Le risque de guerre civile est évoqué depuis plusieurs années. Le premier qui l’a mentionné est l’ancien patron de la Direction Générale de la Sécurité Intérieure à l’Assemblée nationale. Les propos de Gérard Collomb à l’occasion de son départ de Beauvau n’ont pas été moins clairs. C’est en effet, hélas, une hypothèse qu’il ne faut pas sous-estimer. Les tensions qui existent au sein de notre société doivent être apaisées par l’autorité de l’État. Les zones dans lesquelles les lois de la République ne sont plus appliquées doivent être ramenées dans la norme pour éviter que les millions de personnes qui subissent des pressions insupportables ne vivent dans la peur et ne finissent par considérer qu’il leur appartient de régler la question eux-mêmes. C’est le plus grand danger. Or, plus l’État tergiverse, plus ce risque augmente avec un corollaire : le niveau de violence sera important et incontrôlé car les organisations criminelles qui tiennent certains quartiers disposent d’une quantité d’armes très conséquente. Il faut aussi que l’État intervienne plus directement lorsque des propos et des comportements publics mettent en cause tout ce qui représente la Nation, ses symboles et ses représentants, et encouragent à la haine et à la violence. Et à mon sens pas sur le plan judiciaire, mais sur le plan administratif.
La mort d’Al-Baghdadi ne change rien à la détermination des membres de cette organisation terroriste. L’idéologie demeure et les objectifs destructeurs seront toujours les mêmes avec les nouveaux chefs de Daesch. Il y aura malheureusement d’autres attentats sur notre territoire car ils sont le fait d’individus partageant cette idéologie de près ou de loin, et dont le parcours souvent chaotique les mène à cette forme de suicide en martyr. La qualité du travail réalisé apr les forces de la sécurité et les services de renseignement permet de limiter les risques sans les faire disparaître totalement. Cela pose en particulier la stratégie à adopter avec les fichés S et les plus de 21 000 inscrits au fichier des signalements pour la prévention de la radicalisation à caractère terroriste (FSPRT).

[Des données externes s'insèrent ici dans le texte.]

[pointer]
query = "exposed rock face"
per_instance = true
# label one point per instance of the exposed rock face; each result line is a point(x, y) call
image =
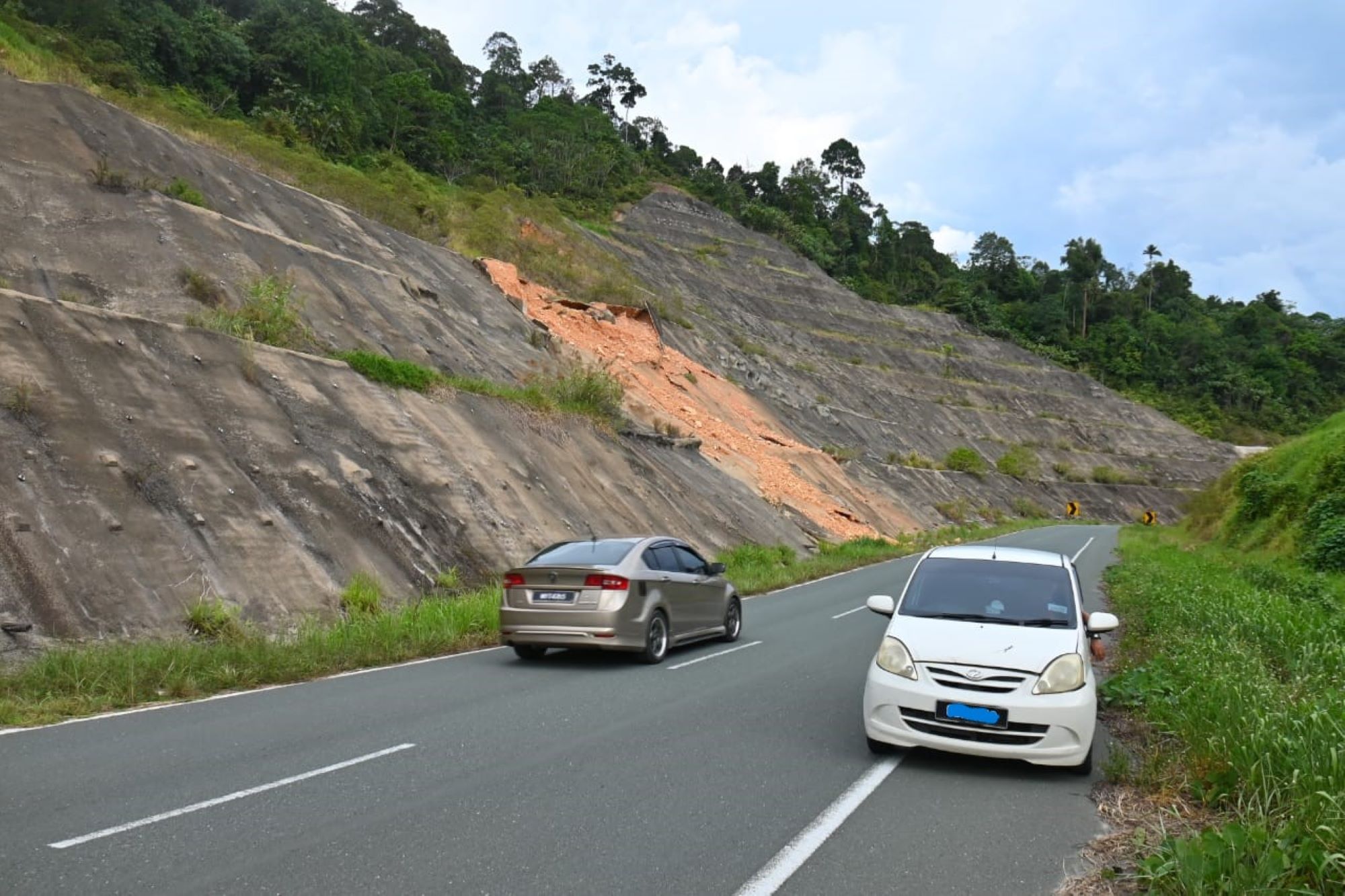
point(271, 481)
point(153, 463)
point(886, 381)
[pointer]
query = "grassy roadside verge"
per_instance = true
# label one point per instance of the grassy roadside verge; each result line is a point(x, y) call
point(91, 678)
point(1230, 676)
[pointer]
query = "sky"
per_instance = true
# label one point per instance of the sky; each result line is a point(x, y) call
point(1214, 130)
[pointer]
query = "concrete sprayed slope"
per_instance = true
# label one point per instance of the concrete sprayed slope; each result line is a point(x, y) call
point(159, 463)
point(856, 374)
point(362, 283)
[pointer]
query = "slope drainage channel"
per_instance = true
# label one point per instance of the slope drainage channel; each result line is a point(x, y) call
point(227, 798)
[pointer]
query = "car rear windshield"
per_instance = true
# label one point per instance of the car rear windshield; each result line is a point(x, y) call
point(992, 591)
point(607, 552)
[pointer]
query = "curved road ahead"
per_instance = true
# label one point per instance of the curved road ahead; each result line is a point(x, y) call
point(716, 772)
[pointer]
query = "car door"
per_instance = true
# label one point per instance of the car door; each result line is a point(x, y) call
point(676, 585)
point(708, 603)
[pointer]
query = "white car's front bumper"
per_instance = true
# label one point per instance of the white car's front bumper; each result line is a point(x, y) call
point(1051, 729)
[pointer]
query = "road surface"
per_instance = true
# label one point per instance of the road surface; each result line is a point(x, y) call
point(728, 768)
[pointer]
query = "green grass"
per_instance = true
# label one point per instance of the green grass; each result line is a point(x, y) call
point(1237, 661)
point(184, 192)
point(392, 372)
point(590, 392)
point(911, 459)
point(1113, 477)
point(215, 619)
point(362, 596)
point(81, 680)
point(201, 287)
point(965, 460)
point(271, 315)
point(1020, 462)
point(841, 454)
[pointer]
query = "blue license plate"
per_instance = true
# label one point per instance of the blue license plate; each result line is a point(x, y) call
point(970, 715)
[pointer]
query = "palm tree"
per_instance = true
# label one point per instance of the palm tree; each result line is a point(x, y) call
point(1151, 253)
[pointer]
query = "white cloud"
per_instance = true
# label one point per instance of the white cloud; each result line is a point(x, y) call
point(1040, 122)
point(1256, 208)
point(953, 241)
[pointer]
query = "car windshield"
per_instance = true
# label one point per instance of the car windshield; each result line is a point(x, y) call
point(992, 591)
point(607, 552)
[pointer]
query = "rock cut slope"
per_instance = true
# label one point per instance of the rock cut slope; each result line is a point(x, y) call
point(150, 463)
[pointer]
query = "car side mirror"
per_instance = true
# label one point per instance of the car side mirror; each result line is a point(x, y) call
point(1102, 622)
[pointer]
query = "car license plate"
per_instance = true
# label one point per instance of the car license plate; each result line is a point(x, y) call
point(970, 715)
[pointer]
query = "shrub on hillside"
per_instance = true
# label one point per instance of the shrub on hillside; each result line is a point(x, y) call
point(965, 460)
point(270, 315)
point(362, 596)
point(1020, 462)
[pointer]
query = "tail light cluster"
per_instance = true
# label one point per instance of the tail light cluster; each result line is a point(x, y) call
point(607, 583)
point(597, 580)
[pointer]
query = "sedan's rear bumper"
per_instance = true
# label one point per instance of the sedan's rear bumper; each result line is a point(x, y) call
point(602, 630)
point(1052, 729)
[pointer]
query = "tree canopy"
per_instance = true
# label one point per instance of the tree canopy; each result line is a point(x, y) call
point(373, 83)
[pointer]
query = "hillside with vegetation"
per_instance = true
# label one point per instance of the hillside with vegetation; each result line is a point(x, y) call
point(376, 111)
point(1230, 674)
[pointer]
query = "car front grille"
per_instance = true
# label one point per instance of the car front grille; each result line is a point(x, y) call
point(1016, 735)
point(996, 682)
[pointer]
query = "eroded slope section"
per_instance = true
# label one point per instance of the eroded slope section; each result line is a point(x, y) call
point(890, 384)
point(669, 391)
point(154, 463)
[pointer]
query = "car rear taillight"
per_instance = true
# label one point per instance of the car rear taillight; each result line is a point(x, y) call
point(607, 583)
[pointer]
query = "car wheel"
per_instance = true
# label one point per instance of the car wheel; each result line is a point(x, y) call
point(656, 639)
point(732, 620)
point(1086, 766)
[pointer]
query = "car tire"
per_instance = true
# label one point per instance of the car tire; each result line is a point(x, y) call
point(656, 639)
point(1086, 766)
point(732, 620)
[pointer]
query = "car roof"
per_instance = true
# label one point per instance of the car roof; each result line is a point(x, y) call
point(1000, 553)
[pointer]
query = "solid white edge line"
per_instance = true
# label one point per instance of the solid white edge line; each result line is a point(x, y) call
point(228, 798)
point(801, 849)
point(243, 693)
point(851, 611)
point(722, 653)
point(1075, 559)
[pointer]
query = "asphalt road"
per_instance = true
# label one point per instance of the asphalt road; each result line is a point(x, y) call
point(482, 774)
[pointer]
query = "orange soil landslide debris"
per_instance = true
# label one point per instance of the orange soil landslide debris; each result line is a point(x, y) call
point(664, 385)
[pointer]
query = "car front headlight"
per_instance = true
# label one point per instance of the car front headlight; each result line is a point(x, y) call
point(1063, 674)
point(895, 658)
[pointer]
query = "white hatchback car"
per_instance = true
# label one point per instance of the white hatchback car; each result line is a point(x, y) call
point(988, 654)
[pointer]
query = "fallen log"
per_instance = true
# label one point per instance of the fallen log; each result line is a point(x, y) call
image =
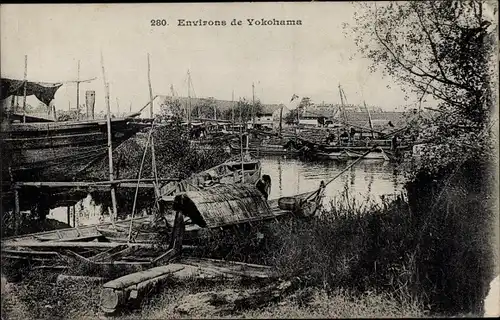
point(118, 292)
point(230, 299)
point(53, 244)
point(64, 279)
point(133, 286)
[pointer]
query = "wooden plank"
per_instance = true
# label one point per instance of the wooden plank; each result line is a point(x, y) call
point(66, 244)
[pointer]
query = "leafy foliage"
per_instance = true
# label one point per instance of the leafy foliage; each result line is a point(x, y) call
point(174, 158)
point(442, 50)
point(243, 110)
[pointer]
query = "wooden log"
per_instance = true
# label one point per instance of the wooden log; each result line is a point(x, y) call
point(82, 259)
point(53, 244)
point(133, 286)
point(231, 300)
point(64, 279)
point(106, 254)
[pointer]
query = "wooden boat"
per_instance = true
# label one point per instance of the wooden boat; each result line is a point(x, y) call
point(58, 151)
point(226, 205)
point(350, 155)
point(229, 172)
point(272, 146)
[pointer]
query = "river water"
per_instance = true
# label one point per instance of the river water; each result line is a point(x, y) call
point(366, 181)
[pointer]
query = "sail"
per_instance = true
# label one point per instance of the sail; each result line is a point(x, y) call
point(43, 91)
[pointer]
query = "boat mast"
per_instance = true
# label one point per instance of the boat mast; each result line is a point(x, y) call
point(232, 103)
point(189, 97)
point(154, 173)
point(78, 92)
point(150, 90)
point(369, 119)
point(342, 103)
point(241, 147)
point(253, 105)
point(110, 146)
point(25, 85)
point(281, 118)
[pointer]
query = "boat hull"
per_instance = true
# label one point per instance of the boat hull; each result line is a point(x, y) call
point(263, 149)
point(58, 151)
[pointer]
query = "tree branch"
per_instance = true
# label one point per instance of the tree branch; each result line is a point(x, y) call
point(432, 44)
point(423, 73)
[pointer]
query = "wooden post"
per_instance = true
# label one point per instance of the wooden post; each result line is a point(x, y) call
point(153, 163)
point(68, 215)
point(150, 90)
point(253, 106)
point(241, 145)
point(118, 107)
point(25, 85)
point(78, 92)
point(370, 120)
point(281, 118)
point(110, 146)
point(74, 216)
point(232, 100)
point(17, 211)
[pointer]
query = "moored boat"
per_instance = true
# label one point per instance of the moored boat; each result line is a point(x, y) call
point(58, 151)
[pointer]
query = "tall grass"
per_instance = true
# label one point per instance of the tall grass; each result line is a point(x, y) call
point(430, 247)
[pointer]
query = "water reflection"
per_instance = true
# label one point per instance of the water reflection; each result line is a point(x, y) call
point(367, 180)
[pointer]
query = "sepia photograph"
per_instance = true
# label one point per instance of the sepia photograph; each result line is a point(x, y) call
point(250, 160)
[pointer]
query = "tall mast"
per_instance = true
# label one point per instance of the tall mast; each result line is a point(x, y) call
point(342, 103)
point(189, 97)
point(25, 85)
point(369, 119)
point(241, 148)
point(253, 105)
point(78, 92)
point(281, 118)
point(232, 103)
point(150, 90)
point(110, 147)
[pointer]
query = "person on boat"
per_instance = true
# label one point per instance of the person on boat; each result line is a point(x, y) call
point(264, 185)
point(344, 137)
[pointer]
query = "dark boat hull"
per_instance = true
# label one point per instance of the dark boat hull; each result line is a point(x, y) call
point(258, 149)
point(58, 151)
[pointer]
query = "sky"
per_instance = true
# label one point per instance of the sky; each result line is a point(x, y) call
point(310, 60)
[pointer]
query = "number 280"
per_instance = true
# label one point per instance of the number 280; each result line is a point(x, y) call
point(158, 22)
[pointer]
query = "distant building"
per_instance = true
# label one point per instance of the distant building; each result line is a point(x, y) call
point(317, 116)
point(269, 116)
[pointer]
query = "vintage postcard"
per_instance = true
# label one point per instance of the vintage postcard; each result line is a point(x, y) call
point(272, 160)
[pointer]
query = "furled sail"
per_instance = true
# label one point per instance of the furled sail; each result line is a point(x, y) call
point(43, 91)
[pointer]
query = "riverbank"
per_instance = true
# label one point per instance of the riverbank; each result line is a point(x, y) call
point(348, 261)
point(38, 299)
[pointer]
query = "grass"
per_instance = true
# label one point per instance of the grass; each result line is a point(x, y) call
point(416, 255)
point(37, 298)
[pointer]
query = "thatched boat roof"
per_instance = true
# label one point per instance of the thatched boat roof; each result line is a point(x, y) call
point(223, 205)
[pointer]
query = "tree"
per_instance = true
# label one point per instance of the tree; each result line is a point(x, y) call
point(244, 109)
point(291, 117)
point(206, 109)
point(441, 49)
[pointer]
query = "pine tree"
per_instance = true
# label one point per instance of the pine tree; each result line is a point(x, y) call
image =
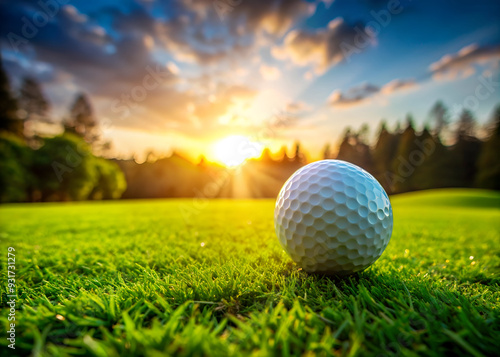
point(466, 149)
point(407, 158)
point(82, 120)
point(440, 116)
point(488, 175)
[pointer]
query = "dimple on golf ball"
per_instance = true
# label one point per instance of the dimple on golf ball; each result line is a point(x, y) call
point(333, 217)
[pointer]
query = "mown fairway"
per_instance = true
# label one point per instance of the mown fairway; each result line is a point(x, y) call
point(184, 277)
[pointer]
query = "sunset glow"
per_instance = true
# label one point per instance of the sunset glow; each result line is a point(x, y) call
point(235, 150)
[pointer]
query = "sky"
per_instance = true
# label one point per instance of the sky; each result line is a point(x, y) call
point(188, 74)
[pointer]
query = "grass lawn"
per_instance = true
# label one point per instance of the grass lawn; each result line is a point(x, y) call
point(184, 277)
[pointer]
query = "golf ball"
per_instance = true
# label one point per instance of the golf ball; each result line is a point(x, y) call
point(333, 217)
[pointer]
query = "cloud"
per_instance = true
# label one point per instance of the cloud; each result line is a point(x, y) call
point(296, 107)
point(325, 47)
point(398, 85)
point(462, 63)
point(273, 17)
point(269, 73)
point(361, 94)
point(353, 96)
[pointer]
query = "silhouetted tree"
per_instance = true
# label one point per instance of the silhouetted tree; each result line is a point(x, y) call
point(406, 159)
point(82, 121)
point(15, 160)
point(439, 115)
point(466, 149)
point(110, 180)
point(299, 156)
point(383, 155)
point(65, 168)
point(488, 166)
point(33, 103)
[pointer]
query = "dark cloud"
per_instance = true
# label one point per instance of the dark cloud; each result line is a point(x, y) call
point(360, 94)
point(452, 65)
point(325, 47)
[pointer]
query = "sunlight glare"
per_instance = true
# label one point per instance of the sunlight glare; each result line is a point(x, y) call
point(236, 149)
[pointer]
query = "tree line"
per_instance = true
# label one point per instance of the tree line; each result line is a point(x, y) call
point(58, 168)
point(69, 166)
point(449, 154)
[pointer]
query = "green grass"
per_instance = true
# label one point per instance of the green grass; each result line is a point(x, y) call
point(184, 277)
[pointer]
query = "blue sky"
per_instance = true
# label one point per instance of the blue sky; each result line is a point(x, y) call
point(229, 69)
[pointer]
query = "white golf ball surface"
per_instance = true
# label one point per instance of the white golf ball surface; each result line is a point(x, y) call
point(333, 217)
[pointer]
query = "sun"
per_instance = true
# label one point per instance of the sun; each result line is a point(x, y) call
point(235, 150)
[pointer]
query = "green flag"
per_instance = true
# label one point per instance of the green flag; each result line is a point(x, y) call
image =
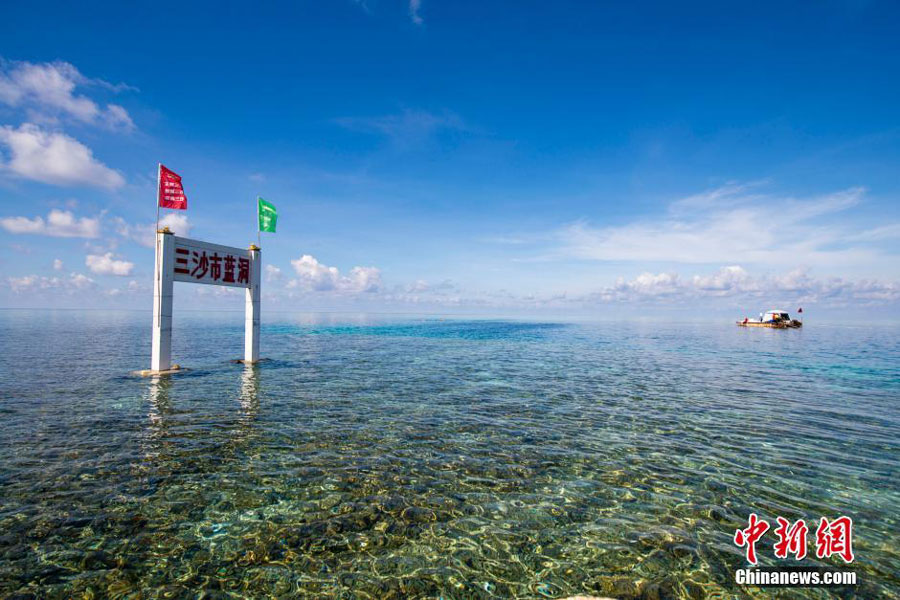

La société de vigilance évoquée par le Président de la République n’est pas une nouveauté. Cette culture de la participation citoyenne à la sécurité du pays ne soulève de questions qu’en France. Partout ailleurs cela ne pose pas de problème. Les pays anglo-saxons le pratiquent depuis longtemps avec le concept de « neighbourhood watch », ainsi que l’Allemagne et la Suisse par exemple. La sécurité est l’affaire de tous. Il s’agit surtout de faire en sorte que chacun puisse donner des informations sur des comportements susceptibles de présenter un danger pour la collectivité. C’est une question de responsabilité individuelle. Il suffit, à l’occasion des évènements de la vie quotidienne auxquels chacun assiste, de passer de l’indifférence à une réaction qui permette, en sécuroté, de faire cesser le trouble. C’est une révolution culturelle. Beaucoup trouveront nombre d’arguments pour préférer l’indifférence et l’irresponsabilité, pourtant la sécurité est l’affaire de tous. C’est une richesse partagée qui mérite l’attention de chaque citoyen. Qiuant aux dérives elles finiront par arriver seulement si l’on continue à vivre par habitude et sans réagir. Je garde toujours à l’esprit ce conseil d’Aristote à Nicomaque, car tout est dit : « C’est en pratiquant les actions justes que nous devenons justes, en pratiquant les actions mesurées que nous devenons mesurés et en pratiquant les actions courageuses que nous devenons courageux. »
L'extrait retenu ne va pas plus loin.